Tuesday, 31 March 2015

Pop Stars & Street Style: An Interview with Jeremy Scott


Jeremy Scott x Adidas Spring/Summer 2014


Spring/summer 2015 casual footwear


 
A recent Barbie-inspired collection for Moschino

In addition to designing for his own label and his collaborating with adidas, Jeremy Scott is currently Moschino’s Creative Director. Here’s one of my interviews with him, where we discuss Tokyo street style, 90's looks, and inspiration. (This was before Peak Beard in London…you’ll see what I mean if you read on.)

Exit Magazine, 2009

Jeremy Scott x adidas Autumn/Winter 2009


JEREMY SCOTT: POP DESIGNER
OR UNDERGROUND SENSATION?

During London Fashion Week, I hung out with the effervescent Jeremy Scott in the Adidas ObyO Pop Up Shop at 6 Newburg Street. We talked about Tokyo versus London, the exposure of the underground, Lady Gaga, and Jeremy’s colourful collection for Adidas. The Autumn/Winter 09 collection is a playful homage to 90s African influences in pop culture, mixed with safari imagery. Photographs of the new collection have galvanized the online community to discuss, buy, or freak out over Jeremy’s unique designs. EXIT investigates why.

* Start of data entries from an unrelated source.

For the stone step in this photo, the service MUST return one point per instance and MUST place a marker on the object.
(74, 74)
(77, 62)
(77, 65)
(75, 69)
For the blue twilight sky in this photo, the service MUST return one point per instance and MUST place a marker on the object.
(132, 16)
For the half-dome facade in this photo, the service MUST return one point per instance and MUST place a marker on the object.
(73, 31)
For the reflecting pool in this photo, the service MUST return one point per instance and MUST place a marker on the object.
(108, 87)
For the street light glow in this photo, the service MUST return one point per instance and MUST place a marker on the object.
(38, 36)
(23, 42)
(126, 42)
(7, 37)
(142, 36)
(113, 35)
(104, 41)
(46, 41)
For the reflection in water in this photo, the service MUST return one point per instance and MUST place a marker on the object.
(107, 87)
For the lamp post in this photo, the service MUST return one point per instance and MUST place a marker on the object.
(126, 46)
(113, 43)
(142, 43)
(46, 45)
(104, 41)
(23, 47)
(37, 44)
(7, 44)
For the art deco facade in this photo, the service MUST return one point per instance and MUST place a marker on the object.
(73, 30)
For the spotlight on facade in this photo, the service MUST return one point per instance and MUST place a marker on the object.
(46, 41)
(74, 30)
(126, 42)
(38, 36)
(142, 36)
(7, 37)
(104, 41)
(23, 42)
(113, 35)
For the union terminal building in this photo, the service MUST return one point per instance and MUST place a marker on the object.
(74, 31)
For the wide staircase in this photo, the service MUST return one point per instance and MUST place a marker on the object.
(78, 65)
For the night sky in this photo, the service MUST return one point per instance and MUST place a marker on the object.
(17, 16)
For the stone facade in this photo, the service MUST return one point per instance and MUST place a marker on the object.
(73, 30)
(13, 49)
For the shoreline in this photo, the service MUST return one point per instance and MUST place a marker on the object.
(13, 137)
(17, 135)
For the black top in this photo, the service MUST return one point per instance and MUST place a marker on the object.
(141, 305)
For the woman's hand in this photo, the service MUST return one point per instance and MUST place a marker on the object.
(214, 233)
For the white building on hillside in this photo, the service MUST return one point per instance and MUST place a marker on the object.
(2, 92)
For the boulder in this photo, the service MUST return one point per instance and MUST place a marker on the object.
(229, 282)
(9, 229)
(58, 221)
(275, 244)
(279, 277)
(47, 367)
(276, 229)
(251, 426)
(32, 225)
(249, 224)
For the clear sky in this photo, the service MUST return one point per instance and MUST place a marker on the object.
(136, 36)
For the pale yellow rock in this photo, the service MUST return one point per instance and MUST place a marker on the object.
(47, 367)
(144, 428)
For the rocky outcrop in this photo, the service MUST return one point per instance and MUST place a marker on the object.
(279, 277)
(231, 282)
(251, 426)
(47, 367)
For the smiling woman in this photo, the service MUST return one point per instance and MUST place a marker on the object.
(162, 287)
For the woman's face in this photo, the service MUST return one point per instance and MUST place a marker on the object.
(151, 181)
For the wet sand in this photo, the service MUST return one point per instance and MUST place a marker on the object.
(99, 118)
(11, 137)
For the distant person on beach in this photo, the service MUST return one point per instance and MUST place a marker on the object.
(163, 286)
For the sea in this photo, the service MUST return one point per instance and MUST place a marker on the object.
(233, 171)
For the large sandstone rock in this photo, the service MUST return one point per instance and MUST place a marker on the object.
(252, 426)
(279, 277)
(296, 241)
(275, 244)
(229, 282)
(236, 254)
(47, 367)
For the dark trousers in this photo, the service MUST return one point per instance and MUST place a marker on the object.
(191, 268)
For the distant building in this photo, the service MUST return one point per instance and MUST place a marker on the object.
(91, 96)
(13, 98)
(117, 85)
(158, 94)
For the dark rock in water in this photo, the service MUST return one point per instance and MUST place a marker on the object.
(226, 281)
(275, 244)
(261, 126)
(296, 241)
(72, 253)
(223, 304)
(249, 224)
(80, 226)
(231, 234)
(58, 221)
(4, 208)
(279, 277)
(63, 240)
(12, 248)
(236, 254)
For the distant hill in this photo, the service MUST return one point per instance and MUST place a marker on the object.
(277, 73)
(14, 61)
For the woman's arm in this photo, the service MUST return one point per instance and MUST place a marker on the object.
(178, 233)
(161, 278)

You take a lot of fashion risks. Is that intentional or is it the shock of the new? Is it your way of being mind expanding?

Well I definitely think it’s important to always expand one’s mind and to try to do that as a designer, to try to open people’s imagination and make them think differently about something. (When it comes to ObyO trainers) there are wings sprouting from the shoe or three tongues per shoe but at the same time I just made it because I think it’s beautiful. So it’s not just done in a purely provocative sense.

What city right now is taking the most fashion risks?

Well you know Tokyo is on its own planet. The kids there are doing the most elaborate and unexpected combinations. London in general is a much more youthful fashionable city, compared to New York. London has a lot more fun young fashion. But for very extreme looks, Tokyo is still winning that race.

Is it like just in the book Fruits?

Yeah, it’s the new generation of Fruits. Tokyo is amazing compared to New York or anywhere else. I don’t know about London because I don’t spend as much time here, but I know people are definitely a lot more into eccentric looks. You know in New York, if you grew a beard some dude on the street might shout, “Yo what is THAT? What you wearing?” and they have this liberty, they can just tell you about it. But in Tokyo no one looks at you or talks to you about it at all. And so the first trip I went there I just kept pushing it more and more everyday. I thought, I’m going to make you talk to me. I had a racoon tail and I hooked it into the back of my pants so I had this tail swinging around and I couldn’t catch people’s eye for the life of me, cause they just won’t stare. Obviously no one was laughing or sniggering or pointing. It is such a wildly liberating feeling of I can wear whatever I want and do anything I want. And especially if there’s two people there, two boys, two girls, girl and boy, they both decide “oh we’re gonna wear clown shoes and big clown glasses” or something like that and they have their own trend and they just walk around together. They’re in their own world and think “yeah of course everyone should have a bowtie this big…” It’s inspiring it really is. And it’s how everything goes at the same time, how they look at the way American or European culture is and the way they’ve appropriated it makes you look at it in a different way. Not even the exciting aspects of visual culture, it’s things we might think are mundane and boring. They’ve rendered it totally different because of how they’ve curated it. It’s amusing, ‘cause you see it through their eyes. It’s very fascinating.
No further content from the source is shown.